表示速度改善の優先順位 — 全部やらないという判断
速度改善で最も多い失敗は、PageSpeed Insightsの指摘を上から全部潰そうとすることです。指摘には効果が10倍違うものが混在しています。この記事は「何をやるか」より「何をやらないか」を決めるための記事です。
公開日: 2026年8月16日 / 最終更新日: 2026年9月6日
スコアではなく指標を見る
最初に目的を確認します。速度改善の目的は、スコアを100点にすることではなく、ユーザー体験の閾値(Core Web Vitalsの「良好」基準)を満たすことです。順位の観点でも、評価されるのは実ユーザーの体感データ(CrUX)であり、ラボのスコアではありません。
したがって判断基準はこうなります。「Search ConsoleのCore Web Vitalsレポートで不良・改善が必要になっている指標があるか」。無ければ、速度改善の優先度自体を下げて、コンテンツに時間を使うべきです。
効果の大きい施策は3つに集約される
大半のサイトで、体感を変えるのは次の3つです。逆に言えば、これ以外の細かい指摘は後回しで構いません。

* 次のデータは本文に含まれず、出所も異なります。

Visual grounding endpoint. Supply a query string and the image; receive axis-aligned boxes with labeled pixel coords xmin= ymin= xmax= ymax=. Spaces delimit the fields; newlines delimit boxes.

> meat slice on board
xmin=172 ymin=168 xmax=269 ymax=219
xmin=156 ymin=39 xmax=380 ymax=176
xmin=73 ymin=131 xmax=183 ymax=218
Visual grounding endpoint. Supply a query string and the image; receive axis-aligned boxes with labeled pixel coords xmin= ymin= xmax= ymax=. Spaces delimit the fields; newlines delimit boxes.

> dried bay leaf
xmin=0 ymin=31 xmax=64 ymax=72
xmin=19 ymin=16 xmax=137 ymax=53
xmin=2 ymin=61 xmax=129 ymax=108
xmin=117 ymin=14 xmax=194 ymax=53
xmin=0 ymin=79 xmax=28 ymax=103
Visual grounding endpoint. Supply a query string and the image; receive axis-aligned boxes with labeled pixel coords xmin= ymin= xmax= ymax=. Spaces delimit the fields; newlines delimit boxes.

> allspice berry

- 1. ページキャッシュ — 毎回動的生成しているページを静的に配信する。WordPressならキャッシュプラグイン導入。TTFB(サーバー応答)が数百ms〜秒単位で変わる、最も費用対効果の高い施策です
- 2. 画像の最適化 — 適切なサイズでの配信・WebP等への変換・遅延読み込み。転送量の大半は画像です
- 3. 不要なJavaScript/CSSの削減 — 使っていないプラグイン・計測タグ・ウィジェットの削除。追加した施策の「引き算」です
優先度を下げてよい指摘の例
- 数十ミリ秒単位の改善提案(次世代フォーマットで数KB削減等)— 労力に対して体感がほぼ変わりません
- 外部サービス起因の指摘(埋め込み地図・SNSウィジェット・広告)— 自分では直せません。そのサービスが必要かの判断だけします
- 既に「良好」の指標をさらに縮める改善 — 順位面の意味はほぼありません
「2.4秒を2.2秒にする」ことに時間を使うくらいなら、記事を1本書くほうがSEO全体への効果は大きい、というのが実務的な判断です。
進め方の型
- Search ConsoleのCWVレポートで、不良のページグループと指標を特定する
- その指標の主因を特定する(LCPならサーバー/描画ブロック/画像の3系統)
- 上の3施策から該当するものを実施する
- 実ユーザーデータの反映を待って確認する(28日間の移動平均のため、反映に時間がかかります)
定点観測の仕組み化
速度は劣化するものです。プラグイン追加・画像の増加・タグの追加で、気づかないうちに戻ります。月1回の定点観測をルーチンにするか、Smash SEOの定期監視のように自動でスコア低下を検知する仕組みを入れておくと、「気づいたら遅くなっていた」を防げます。
よくある質問
スコア100点を目指すべきですか?
いいえ。100点は「良好」の証明としては過剰で、そこに使う労力に見合う追加効果はありません。全指標が「良好」に入っていれば十分です。
AMPは導入すべきですか?
現在は不要です。AMPは検索結果での優遇(トップニュース枠の要件等)を失っており、通常のページを速くするほうが本筋です。